Abstract: Family-Based Recovery: An Innovative Model for Integrating Substance Use Disorder Treatment with Infant Mental Health (Society for Social Work and Research 23rd Annual Conference - Ending Gender Based, Family and Community Violence)

Family-Based Recovery: An Innovative Model for Integrating Substance Use Disorder Treatment with Infant Mental Health

Schedule:
Sunday, January 20, 2019: 12:30 PM
Golden Gate 7, Lobby Level (Hilton San Francisco)
* noted as presenting author
Karen Hanson, LCSW, Assistant Clinical Professor of Social Work, Yale University
Background and Purpose:  Children of parents with Substance Use Disorders (SUDs) may experience disruptions in caregiving, developmental delays, and cognitive, social-emotional and health problems. However, outpatient treatment programs focus on a caregiver’s individual recovery and may either postpone parent/child dyadic work or not include it in their service array. This staggered approach does not take into account a child’s developmental needs. Outcomes of one clinical model suggest that parents can successfully engage in concurrent SUD treatment and attachment-focused dyadic work.

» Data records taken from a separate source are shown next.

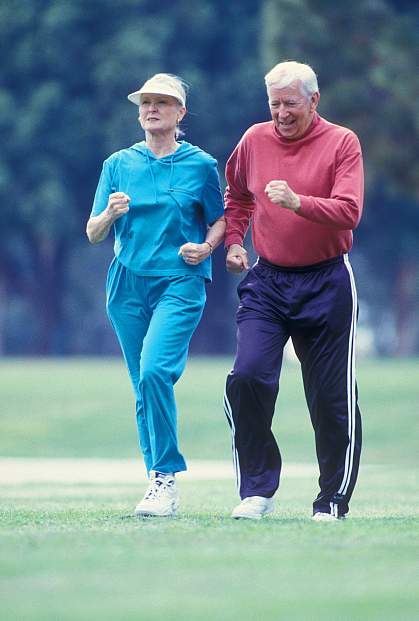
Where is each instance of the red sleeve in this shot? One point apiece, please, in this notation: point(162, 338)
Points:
point(239, 202)
point(343, 209)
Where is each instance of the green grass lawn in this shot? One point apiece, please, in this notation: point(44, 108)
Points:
point(76, 553)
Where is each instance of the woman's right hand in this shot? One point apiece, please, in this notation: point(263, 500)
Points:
point(117, 205)
point(237, 260)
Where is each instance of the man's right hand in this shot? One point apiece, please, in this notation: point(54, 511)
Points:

Methods: Since 2007, the Family-Based Recovery (FBR) model has provided in-home treatment, three days a week for up to 12 months, to mothers and fathers with SUDs and a child under the age of 3. Most parents are referred by child protective services. Model components are: substance use treatment/individual psychotherapy, attachment-focused parent-child treatment and case management. Data were collected from all parents (N=1,548) enrolled in treatment across 11 clinical teams. At intake and 90-day intervals, parents completed measures to assess depression (Edinburgh Depression Scale), stress (Parenting Stress Index-Short Form), reflective capacity (Parental Reflective Functioning Questionnaire) and a self-reported measure of relationship quality with their child (Postpartum Bonding Questionnaire). Toxicology screens were conducted at each visit.

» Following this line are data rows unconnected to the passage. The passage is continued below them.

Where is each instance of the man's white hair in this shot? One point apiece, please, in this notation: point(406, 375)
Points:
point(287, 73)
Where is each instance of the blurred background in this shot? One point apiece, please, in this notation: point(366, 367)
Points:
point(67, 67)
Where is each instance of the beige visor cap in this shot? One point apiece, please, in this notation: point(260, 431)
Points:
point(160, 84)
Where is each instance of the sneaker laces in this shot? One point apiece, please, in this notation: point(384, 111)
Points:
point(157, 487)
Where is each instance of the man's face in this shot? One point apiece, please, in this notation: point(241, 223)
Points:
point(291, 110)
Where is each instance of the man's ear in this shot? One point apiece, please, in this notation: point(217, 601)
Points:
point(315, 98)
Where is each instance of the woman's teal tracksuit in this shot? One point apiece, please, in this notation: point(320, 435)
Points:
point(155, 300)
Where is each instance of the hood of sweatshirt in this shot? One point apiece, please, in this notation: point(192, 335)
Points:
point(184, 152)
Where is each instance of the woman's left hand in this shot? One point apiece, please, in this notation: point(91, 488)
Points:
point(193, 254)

Results:Analysis of pre-post paired scores of the measures reveals improvement in parental well-being. Parents’ self-report of depressive symptoms on the EDS and total stress and parental distress on the PSI-SF show the greatest improvement. More modest changes were seen in PBQ and PRFQ scores. The largest effect sizes were observed for the PSI measures of total stress (d=.31), and parental distress (d=.36), as well as the total score on the EDS measure of depression (d=.29). At intake, 50% of clients’ toxicology screens were positive which decreased to 15% at week 20.  Child outcomes include: 90% were up to date on their medical care, and 81% were living with a biological parent. Seventy-seven percent of families did not have a mandated report of abuse or neglect filed against them during treatment. 

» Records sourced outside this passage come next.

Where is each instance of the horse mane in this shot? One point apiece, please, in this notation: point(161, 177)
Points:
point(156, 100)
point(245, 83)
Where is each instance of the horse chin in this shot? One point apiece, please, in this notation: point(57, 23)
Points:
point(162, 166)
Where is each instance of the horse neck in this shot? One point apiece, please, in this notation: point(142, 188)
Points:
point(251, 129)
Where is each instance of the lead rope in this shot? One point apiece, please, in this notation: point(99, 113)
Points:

Conclusions and Implications: Outcome data and pre/post analysis of indices of parental well-being suggest that FBR is a promising practice for simultaneous in-home treatment of parental substance use and parent/child dyadic work. The model has shifted social work practice with families and made treatment more accessible.  On a systems level, FBR has help inform child welfare workers’ approach to supporting families with SUDs. A randomized control study, part of a social impact bond project, is currently underway comparing treatment outcomes and child welfare re-involvement for families enrolled in FBR versus those receiving treatment in the community.